Arts Club Theatre Company & Citadel Theatre
SWEAT by Lynn Nottage

Dates and Venue
October 18 – November 18, 2018; Tue – Thu at 7:30pm, Fri & Sat at 8pm, Wed at 1:30pm and Sat & Sun at 2pm | Stanley Industrial Alliance Stage

Director Valerie Planche Sound Designer Mishelle Cuttler Costume Designer Jenifer Darbellay Lighting Design Daniela Masellis Set Design Shizuka Kai Stage Manager Rick Rinder

Reviewer John Jane

Over the last couple of decades, Reading, Pennsylvania has become a place where the so-called American dream goes to die. Lynn Nottage’s gritty, non-linear blue collar drama Sweat is set primarily in 2000 in a city that has been left behind by globalization, leaving its denizens among the country’s poorest. Nottage’s fictional characters are the anonymous victims of globalization, who likely once considered themselves to be middle class. But, like most of us, they have had to learn that if your economic status relies on your union, your employer, or your elected representatives – you are not really middle class. When the system fails them, instead of moving on, which might also mean moving elsewhere, they get hostile, blaming others for stealing their jobs. Even though, their jobs were hardly worth stealing.

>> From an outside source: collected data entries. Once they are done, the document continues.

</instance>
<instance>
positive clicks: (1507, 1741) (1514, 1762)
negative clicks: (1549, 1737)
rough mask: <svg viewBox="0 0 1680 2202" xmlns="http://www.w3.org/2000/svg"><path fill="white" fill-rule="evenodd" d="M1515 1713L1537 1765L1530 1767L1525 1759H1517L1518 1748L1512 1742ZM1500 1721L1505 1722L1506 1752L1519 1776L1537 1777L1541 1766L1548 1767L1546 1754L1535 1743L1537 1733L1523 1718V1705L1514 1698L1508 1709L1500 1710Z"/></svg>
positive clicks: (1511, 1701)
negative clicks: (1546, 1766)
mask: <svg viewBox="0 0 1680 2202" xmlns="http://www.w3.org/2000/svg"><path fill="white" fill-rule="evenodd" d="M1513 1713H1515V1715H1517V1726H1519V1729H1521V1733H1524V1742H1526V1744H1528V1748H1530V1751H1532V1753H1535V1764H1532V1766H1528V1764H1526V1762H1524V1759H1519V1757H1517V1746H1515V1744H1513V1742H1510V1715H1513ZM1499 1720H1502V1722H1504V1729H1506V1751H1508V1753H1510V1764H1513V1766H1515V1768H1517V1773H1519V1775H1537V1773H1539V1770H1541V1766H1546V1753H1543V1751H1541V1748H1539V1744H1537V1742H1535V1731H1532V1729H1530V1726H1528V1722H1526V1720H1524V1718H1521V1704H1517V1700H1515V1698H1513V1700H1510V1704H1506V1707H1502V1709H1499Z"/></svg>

The play actually begins at the end of the story as a scene is played out with separate interviews between a parole officer and two young men, Chris (Andrew Creightney) and Jason (Chris W. Cook) having just been released from prison. Without the reason for their incarceration being specified, the action abruptly switches from the Fall of 2008 to the other end of George W. Bush’s presidency (these historical bookends are significant to the narrative).

Shizuka Kai’s relevantly designed and well constructed set of a local watering hole is where the predominant part of play is enacted. The bar is tended by the good-natured Stan (Ashley Wright) – the play’s most sympathetic character. He is called upon to act as confidant, advocate and peacekeeper when needed. For Cynthia (Marci T. House), Tracey (Nicole St. Martin) and Jessie (Lora Brovold), who all work at the local manufacturing plant together, it’s kind of a second home where they celebrate each other’s birthdays and anything else. When Cynthia gets a promotion to management and the company embarks on union-busting tactics, the friendship turns toxic.

Despite an absence of any definitive dramatic arc, director Valerie Planche maintains the play’s core concept of disenfranchisement. While much of the narrative involves the three women, Sweat is very much an ensemble piece. Alen Dominguez as the bar’s diffident busboy Oscar and Anthony Santiago as Cynthia’s wayward husband Brucie provide substantial support.

In Lynn Nottage’s forceful, though somewhat mis-titled play, she has given theatre-going audiences a lot to think about in terms of social dynamics. Everybody should see this play and be grateful that it’s (hopefully) not about them.